The lives of students seem to be consumed by debt. From student loans to money borrowed for a weekend out, it seems students always owe something to someone. Amidst all this, it is often easy to forget the alarmingly heavy federal debt that has crippled the nation’s economy. Recently, the federal debt has become even more important, from the sixteen-day government shutdown in October to the frequent news coverage of the new fiscal plan. Regardless, it seems that this ever-growing problem sometimes flies under the radar at Tufts, especially compared to the many social and political issues discussed on campus. However, a new group on Tufts’ campus, Up to Tufts, has made it their mission to inform Tufts students about the long-term federal debt.
Up to Tufts is one of 24 local chapters of the nationwide organization Up to Us. Each chapter is dedicated to raising awareness and creating a dialogue on campus about federal debt with a nonpartisan, apolitical perspective. Up to Us also has a competitive edge, as each chapter competes to raise the most awareness among its respective student population. Each chapter is given a stipend of money from the organization and is judged on its ability to use its money and time to best inform the student population as a whole.
Up to Tufts was founded by Tufts seniors Jake McCauley and Josh Youner. After spending countless shifts at the Rez discussing the state of the economy and exchanging ideas, they jumped at the opportunity to get involved in something they believed in so strongly. They both felt that long-term federal debt is “a topic that isn’t frequently seen on campus but the bigger part of the whole issue,” and they saw the importance of spreading the message of this issue. Advised by Professor McHugh of the Economics Department, McCauley and Youner set out to put Up to Tufts together, eventually bringing together a group of six extraordinarily passionate students. After being approved in September of this year, the group wasted no time in beginning to plan a campaign for next semester.

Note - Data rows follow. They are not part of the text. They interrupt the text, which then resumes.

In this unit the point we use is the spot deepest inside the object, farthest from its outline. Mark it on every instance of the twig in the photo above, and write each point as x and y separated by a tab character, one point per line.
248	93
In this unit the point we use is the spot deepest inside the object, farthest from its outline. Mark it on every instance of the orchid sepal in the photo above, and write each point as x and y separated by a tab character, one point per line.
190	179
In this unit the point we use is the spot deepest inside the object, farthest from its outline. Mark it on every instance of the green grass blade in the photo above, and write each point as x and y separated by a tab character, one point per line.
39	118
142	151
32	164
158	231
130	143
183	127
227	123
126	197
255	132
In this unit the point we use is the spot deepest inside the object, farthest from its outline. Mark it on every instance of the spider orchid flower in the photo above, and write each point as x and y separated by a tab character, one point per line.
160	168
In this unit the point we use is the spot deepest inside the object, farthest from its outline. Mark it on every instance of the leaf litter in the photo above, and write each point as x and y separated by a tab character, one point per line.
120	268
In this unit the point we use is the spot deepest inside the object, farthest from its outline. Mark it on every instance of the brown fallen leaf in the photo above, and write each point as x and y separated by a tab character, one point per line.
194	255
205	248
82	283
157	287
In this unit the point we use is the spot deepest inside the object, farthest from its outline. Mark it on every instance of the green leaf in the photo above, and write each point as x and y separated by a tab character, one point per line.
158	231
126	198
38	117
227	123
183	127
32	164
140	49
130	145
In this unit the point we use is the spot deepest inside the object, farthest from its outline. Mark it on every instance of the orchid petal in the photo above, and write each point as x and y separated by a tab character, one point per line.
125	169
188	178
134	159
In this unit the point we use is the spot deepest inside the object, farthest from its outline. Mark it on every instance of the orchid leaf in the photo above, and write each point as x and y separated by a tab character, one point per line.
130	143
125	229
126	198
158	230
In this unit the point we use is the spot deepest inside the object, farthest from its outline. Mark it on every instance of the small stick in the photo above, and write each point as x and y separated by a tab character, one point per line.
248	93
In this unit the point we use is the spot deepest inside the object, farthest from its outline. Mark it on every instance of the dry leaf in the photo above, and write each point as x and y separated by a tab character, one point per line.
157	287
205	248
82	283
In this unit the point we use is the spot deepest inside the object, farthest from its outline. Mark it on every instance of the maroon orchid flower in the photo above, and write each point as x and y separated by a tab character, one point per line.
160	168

The group’s campaign is to take place in late January and will last about five weeks. Workshops have been planned for the campaign and speakers will come to Tufts to discuss the issues at hand about long-term federal debt. Up to Tufts will not only create social awareness, but also foster an environment in which students can discuss the issues and even provide feedback. Though Tufts is a considerably smaller school than some competing larger state schools, Youner believes that Tufts is “small enough where people can come together but big enough where people will actually do something about it.” Through educational workshops, speakers, and social events, Up to Tufts hopes to spread awareness about the federal debt throughout Tufts campus.

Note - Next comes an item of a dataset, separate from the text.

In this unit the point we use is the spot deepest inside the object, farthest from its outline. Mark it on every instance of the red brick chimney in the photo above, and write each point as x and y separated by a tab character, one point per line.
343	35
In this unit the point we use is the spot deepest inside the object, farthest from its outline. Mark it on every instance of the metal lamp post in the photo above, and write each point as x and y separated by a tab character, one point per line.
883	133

In fact, something that Up to Tufts emphasizes is creating awareness and debate on campus. According to McCauley, “the idea is to educate our generation. We have the power to do something about it, whether it’s meeting with senators or just discussing the issues.” A campus as politically and socially vibrant as Tufts has all the means necessary to make a campaign like Up to Tufts immensely successful. With ideas of active citizenship playing such a big role in the education of a Tufts student, Up to Tufts could prove to be an efficient way to become involved in the community and in society as a whole. Youner comments, “My vision for the campaign is to really engage people who normally would not be engaged in this issue—people who aren’t political science or economics majors.” A main goal of the campaign, then, is to create dialogue among all the different students of Tufts. Up to Tufts aims to create an open forum in which students can bring forth thoughts and ideas, and the nonpartisan, apolitical standpoint of the group is especially important for this. Rather than getting caught up in the issues of party politics, Up to Tufts will create an atmosphere that encourages open discussions.

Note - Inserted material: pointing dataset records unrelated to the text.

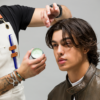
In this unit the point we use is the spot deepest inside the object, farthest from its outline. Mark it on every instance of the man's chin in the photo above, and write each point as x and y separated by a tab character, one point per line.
64	67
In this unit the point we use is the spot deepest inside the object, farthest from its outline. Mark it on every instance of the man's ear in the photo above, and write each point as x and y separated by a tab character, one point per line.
85	50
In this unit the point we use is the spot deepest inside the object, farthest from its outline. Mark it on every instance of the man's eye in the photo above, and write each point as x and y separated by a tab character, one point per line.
69	44
54	45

The issue of federal debt is an immensely important issue that calls for awareness. Youner says, “Debt is the issue that brings all the other smaller issues together. It bridges the gap between economics and public policy.” It affects people from every class and every walk of life. According to Youner, “The federal debt is in the trillion dollar range. No matter where you are in the economic range, it’ll affect you. As students who are about to enter workforce, we are especially affected.” For example, according to McCauley, not only is the debt in the GDP important to our nation’s government, but also to our everyday lives because it’s something we’ll be dealing with and paying off for the rest of our lives. Debt is a wide-ranging issue, and it permeates all aspects of life. Therefore, it is immensely important, now more than ever, to be aware of these issues.
The six founding members of Up to Tufts have been hard at work planning this debt awareness campaign. Though a relatively small group, they are always looking for new members who share their goals and are interested in the issues. Up to Tufts aims to provide people with the basic information they need to be informed citizens, as well as to make them aware of how the federal debt affects their lives. “We hope to educate and inform, but in that, make it a fun process. We want it to be something that students want to participate in and learn more about,” McCauley asserts. With enough support, Up to Tufts is also hoping to put together a petition to send to government representatives as a call for action from Tufts students. With more awareness of the issues, Up to Tufts can initiate the dialogue to promote real change.